Friday, July 3, 2015

How Wired Tiger opens up the option of MongoDB for Big Data Analytics.


Introduction

Using the Wired Tiger engine for MongoDB brings big improvements to concurrency, although as I blogged last time not in every case unless you understand how to take advantage of it.

However the data compression in Wired Tiger is another real win with the cost of enterprise disk being so high and high performance cloud storage and SSD's not being far behind.

What though if you want to use MongoDB as a data analytics platform? What if you have a lot of data – I'm going to avoid calling it big data because then everyone just discusses what big means – But what if you have a lot of data, its' arriving quickly and it has an ad-hoc schema.

It turns out that Wired Tiger has a great solution to that.

Let's set out a real world example – a number of companies, including Amadeus put data into MongoDB for ad-hoc analysis. The requirement is that a smallish number of users can perform any query or aggregation they want, or pull data into something else for further analysis.

To do this well they either have a huge quantity of RAM to keep all the data in RAM, or they have Fusion IO and other ultra-fast flash storage, or both.

That's good and one asked me what the implications of Wired Tiger were for them – so for the last few months I've been working that out. The answer is it saves you a fortune in hardware.

I have also made sure that without too much difficulty you can repeat the results I get here – or at least the first and final results. Details at the end…

In short – the challenge is to take the MOT (Vehicle inspection) reports from http://data.gov.uk , load them in and then to be able to perform any ad-hoc query and groupings over them. No pre-calculation, pre aggregation or even indexes are allowed – after all you may want to perform ANY computation. There are 290 Million reports so let's load them twice just to ensure we have at least half a Billion.

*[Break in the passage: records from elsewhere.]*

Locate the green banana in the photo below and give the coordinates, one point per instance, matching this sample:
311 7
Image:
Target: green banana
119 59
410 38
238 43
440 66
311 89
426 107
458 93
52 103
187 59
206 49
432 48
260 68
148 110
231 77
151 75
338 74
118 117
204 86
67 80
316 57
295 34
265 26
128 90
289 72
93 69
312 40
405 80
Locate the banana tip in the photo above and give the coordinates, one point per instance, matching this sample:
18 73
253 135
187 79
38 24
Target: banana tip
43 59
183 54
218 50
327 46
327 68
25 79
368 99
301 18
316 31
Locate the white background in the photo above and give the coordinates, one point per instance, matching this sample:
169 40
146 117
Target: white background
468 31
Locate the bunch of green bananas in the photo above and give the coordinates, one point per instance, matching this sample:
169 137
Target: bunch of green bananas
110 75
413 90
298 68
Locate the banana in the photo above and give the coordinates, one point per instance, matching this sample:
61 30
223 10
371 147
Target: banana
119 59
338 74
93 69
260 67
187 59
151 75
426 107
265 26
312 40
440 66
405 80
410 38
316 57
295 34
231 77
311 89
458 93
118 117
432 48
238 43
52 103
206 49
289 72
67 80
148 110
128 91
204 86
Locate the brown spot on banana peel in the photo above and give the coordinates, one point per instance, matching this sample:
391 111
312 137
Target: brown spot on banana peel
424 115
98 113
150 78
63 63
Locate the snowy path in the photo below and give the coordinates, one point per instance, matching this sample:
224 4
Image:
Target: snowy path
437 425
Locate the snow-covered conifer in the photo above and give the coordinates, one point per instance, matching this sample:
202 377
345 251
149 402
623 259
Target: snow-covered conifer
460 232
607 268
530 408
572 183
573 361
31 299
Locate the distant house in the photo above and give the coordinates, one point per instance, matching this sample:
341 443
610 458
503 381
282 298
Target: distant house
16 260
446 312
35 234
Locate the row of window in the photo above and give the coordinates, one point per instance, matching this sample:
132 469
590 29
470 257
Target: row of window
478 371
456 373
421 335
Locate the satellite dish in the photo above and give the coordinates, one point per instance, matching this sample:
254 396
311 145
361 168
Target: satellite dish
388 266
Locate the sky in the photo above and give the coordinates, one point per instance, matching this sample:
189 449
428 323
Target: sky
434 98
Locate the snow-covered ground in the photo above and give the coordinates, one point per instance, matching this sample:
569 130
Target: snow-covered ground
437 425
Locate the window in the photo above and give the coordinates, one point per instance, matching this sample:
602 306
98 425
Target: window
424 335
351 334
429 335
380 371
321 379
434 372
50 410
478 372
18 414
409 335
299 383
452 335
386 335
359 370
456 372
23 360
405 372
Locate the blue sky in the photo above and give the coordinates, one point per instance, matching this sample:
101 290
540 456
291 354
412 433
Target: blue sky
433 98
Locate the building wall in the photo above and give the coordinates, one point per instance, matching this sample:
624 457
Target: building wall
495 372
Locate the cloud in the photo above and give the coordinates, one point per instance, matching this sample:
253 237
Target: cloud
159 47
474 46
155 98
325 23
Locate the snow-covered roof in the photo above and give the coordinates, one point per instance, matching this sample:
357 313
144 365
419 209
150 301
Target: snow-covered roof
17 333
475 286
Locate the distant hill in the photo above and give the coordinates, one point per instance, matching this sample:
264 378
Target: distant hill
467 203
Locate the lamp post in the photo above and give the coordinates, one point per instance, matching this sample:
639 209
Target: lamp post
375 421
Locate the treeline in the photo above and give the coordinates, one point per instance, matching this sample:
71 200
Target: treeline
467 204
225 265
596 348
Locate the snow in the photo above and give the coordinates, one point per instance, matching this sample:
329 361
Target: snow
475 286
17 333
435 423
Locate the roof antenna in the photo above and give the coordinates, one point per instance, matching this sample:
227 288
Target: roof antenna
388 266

Each report is simple, tabular, fixed data – exactly what MongoDB is NOT best at, in a later blog we can compare and contrast the document model and RDBMS as we pull in the more specific defect reports, in this case let's keep it simple.

There are 28 GB of tab delimited MOT files on data.gov so that's 56 GB of RAW data – MongoDB will extend it with field names and BSON types and things so in the simplest mode it gets larger.

To save time as I tried multiple configurations I wrote a custom loader in C – this allows me to load this data in in parallel on a sharded cluster – all the code for that is available too.


The tests were on an AWS C4.4xlarge instance with 30GB RAM and 16 CPU's – a typical 'Enterprise' machine, perhaps a little light on RAM.

All data was on EBS, NON PIOPS SPINNING DISK, this was deliberate is is the slow, cheap option for disks with only 150 IOPS Max and a ~60MB/s max read speed. The idea was to use cheap local/SAN disk as we said disk isn't cheap (unless it's slow like this stuff).

In these tests the query I chose, whilst a little contrived was typical of the sorts of queries customer analysts run. In short – for each car, give it a greenness score based on it's engine size and whether it's a diesel or not, then sum the total number of miles it's done. As each MOT has the total miles then this calculation is wholly worthless as you count miles from MOT's in previous years multiple times. Don’t get hung up on the query itself – the point it looks at all the data, calculated something based on each record and adds them up and groups them.

Query summary

Choose a band from the following table based on Engine Capacity (cc)


Capacity
Band
 Less than 1000
1
1000-1199
2
1200-1599
3
1600-1999
4
2000-2499
5
2500-3499
6
More then 3500
7

If the Engine is Diesel – multiply by 1.5 – a 'Dirty' factor.
Now count how many vehicles in each band and the total number of miles.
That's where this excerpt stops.